Logo
Logo

Atharva Pandey/Lesson 2: Benchmarking with criterion and divan — Statistically rigorous benchmarks

Created Mon, 17 Mar 2025 14:18:00 +0000 Modified Mon, 17 Mar 2025 14:18:00 +0000

Last year I reviewed a PR where someone claimed their new serialization code was “2x faster.” Their benchmark? std::time::Instant::now() called once before and once after. Single run. No warmup. No statistical analysis. The “2x speedup” was thermal throttling on the first run.

Benchmarking is harder than it looks. Let’s do it properly.

Why Naive Benchmarks Lie

Before we get into the tools, let me show you all the ways a naive benchmark can mislead you:

// DON'T do this
use std::time::Instant;

fn main() {
    let data: Vec<u32> = (0..1_000_000).collect();

    let start = Instant::now();
    let result = data.iter().filter(|&&x| x % 2 == 0).count();
    let elapsed = start.elapsed();

    println!("Count: {result}, took: {elapsed:?}");
}

Problems with this approach:

  1. The compiler might eliminate your computation. If result isn’t used in a way the compiler can’t optimize away, LLVM will just… delete it. Your benchmark measures nothing.

  2. No warmup. The first run pays for cache warming, page faults, and potential frequency scaling. It’s not representative.

  3. Single sample. You have no idea if this measurement is typical. Was there a context switch? Was the CPU throttling? One number tells you nothing.

  4. No statistical analysis. Without multiple samples and proper statistics, you can’t distinguish signal from noise. Is a 3% difference real or random variation?

Setting Up criterion

criterion is the gold standard for Rust benchmarking. It runs your code hundreds of times, performs statistical analysis, detects outliers, and compares against previous runs automatically.

# Cargo.toml
[dev-dependencies]
criterion = { version = "0.5", features = ["html_reports"] }

[[bench]]
name = "my_benchmarks"
harness = false

Your first benchmark:

// benches/my_benchmarks.rs
use criterion::{black_box, criterion_group, criterion_main, Criterion};

fn fibonacci(n: u64) -> u64 {
    match n {
        0 => 0,
        1 => 1,
        n => fibonacci(n - 1) + fibonacci(n - 2),
    }
}

fn bench_fibonacci(c: &mut Criterion) {
    c.bench_function("fibonacci_20", |b| {
        b.iter(|| fibonacci(black_box(20)))
    });
}

criterion_group!(benches, bench_fibonacci);
criterion_main!(benches);

Run it with cargo bench. You’ll get output like:

fibonacci_20            time:   [24.891 µs 25.034 µs 25.199 µs]
                        change: [-1.2304% -0.4785% +0.3546%] (p = 0.23 > 0.05)
                        No change in performance detected.

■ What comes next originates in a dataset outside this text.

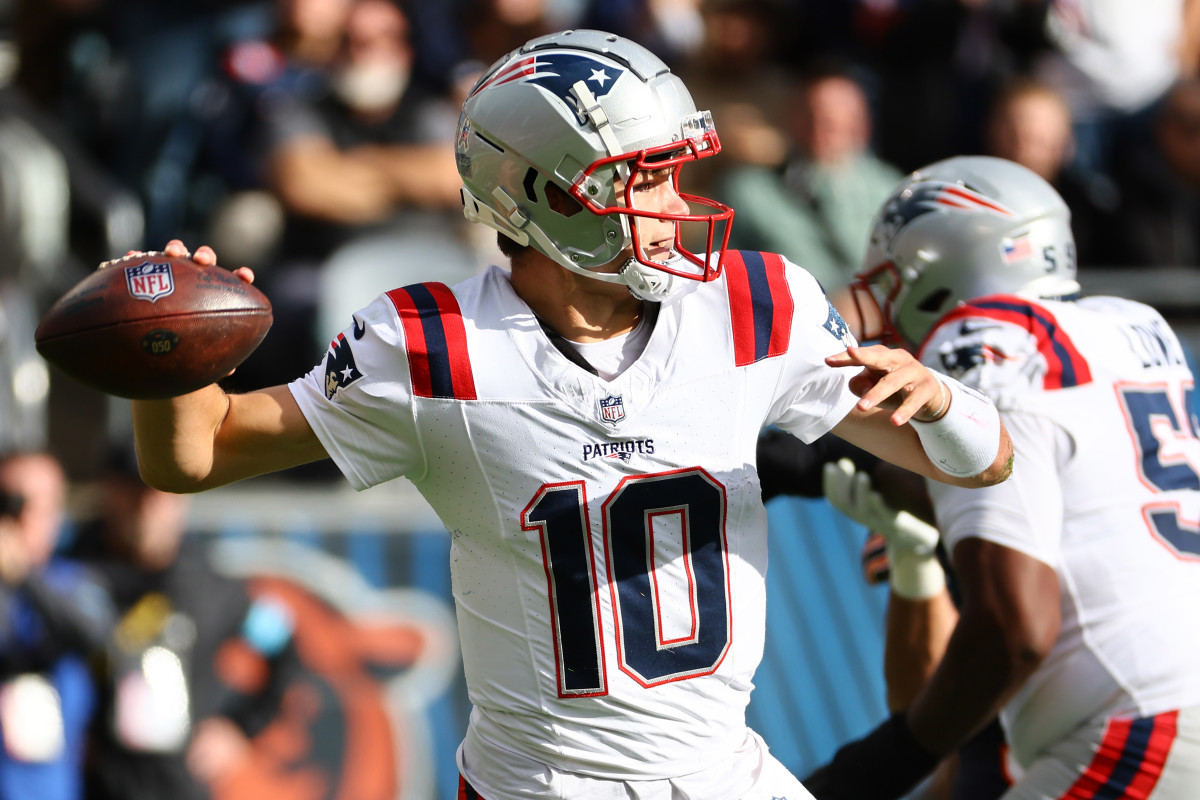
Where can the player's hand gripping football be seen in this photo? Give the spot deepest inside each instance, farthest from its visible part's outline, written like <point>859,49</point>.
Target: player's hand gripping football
<point>911,543</point>
<point>204,256</point>
<point>893,379</point>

That output tells you: the mean time is ~25µs, the 95% confidence interval is [24.89µs, 25.20µs], and compared to the last run there’s no statistically significant change. This is infinitely more useful than a single Instant::now() measurement.

Understanding black_box

black_box is critical. It’s a function that tells the compiler “don’t optimize this away, and don’t assume anything about this value.” Without it, the compiler might:

  • Precompute the result at compile time (constant folding)
  • Eliminate the computation because the result isn’t “really” used
  • Hoist invariant computations out of the benchmark loop
// BAD: compiler might compute this at compile time
b.iter(|| fibonacci(20));

// GOOD: compiler can't see through black_box
b.iter(|| fibonacci(black_box(20)));

// ALSO GOOD: black_box the output
b.iter(|| black_box(fibonacci(20)));

I usually black_box both inputs and outputs when I’m being paranoid:

b.iter(|| black_box(fibonacci(black_box(20))));

Benchmark Groups and Comparisons

The real power of criterion is comparing implementations:

use criterion::{
    black_box, criterion_group, criterion_main,
    BenchmarkId, Criterion,
};

fn linear_search(data: &[i32], target: i32) -> Option<usize> {
    data.iter().position(|&x| x == target)
}

fn binary_search_wrapper(data: &[i32], target: i32) -> Option<usize> {
    data.binary_search(&target).ok()
}

fn bench_search(c: &mut Criterion) {
    let mut group = c.benchmark_group("search");

    for size in [100, 1_000, 10_000, 100_000] {
        let data: Vec<i32> = (0..size).collect();
        let target = size / 2; // middle element — worst case for linear

        group.bench_with_input(
            BenchmarkId::new("linear", size),
            &size,
            |b, _| b.iter(|| linear_search(black_box(&data), black_box(target))),
        );

        group.bench_with_input(
            BenchmarkId::new("binary", size),
            &size,
            |b, _| b.iter(|| binary_search_wrapper(black_box(&data), black_box(target))),
        );
    }

    group.finish();
}

criterion_group!(benches, bench_search);
criterion_main!(benches);

This generates an HTML report (in target/criterion/) showing performance curves across input sizes. You can visually see where binary search starts winning — and it’s not always at the size you’d expect, because cache effects matter.

Throughput Benchmarks

For IO-bound or data-processing workloads, you want to measure throughput, not just time:

use criterion::{criterion_group, criterion_main, Criterion, Throughput, black_box};

fn bench_parsing(c: &mut Criterion) {
    let mut group = c.benchmark_group("json_parsing");

    for size in [1_000, 10_000, 100_000] {
        let input = generate_json(size); // hypothetical
        let bytes = input.len() as u64;

        group.throughput(Throughput::Bytes(bytes));
        group.bench_with_input(
            criterion::BenchmarkId::new("serde_json", size),
            &input,
            |b, input| {
                b.iter(|| {
                    let _: serde_json::Value = serde_json::from_str(
                        black_box(input)
                    ).unwrap();
                })
            },
        );
    }

    group.finish();
}

fn generate_json(num_entries: usize) -> String {
    let entries: Vec<String> = (0..num_entries)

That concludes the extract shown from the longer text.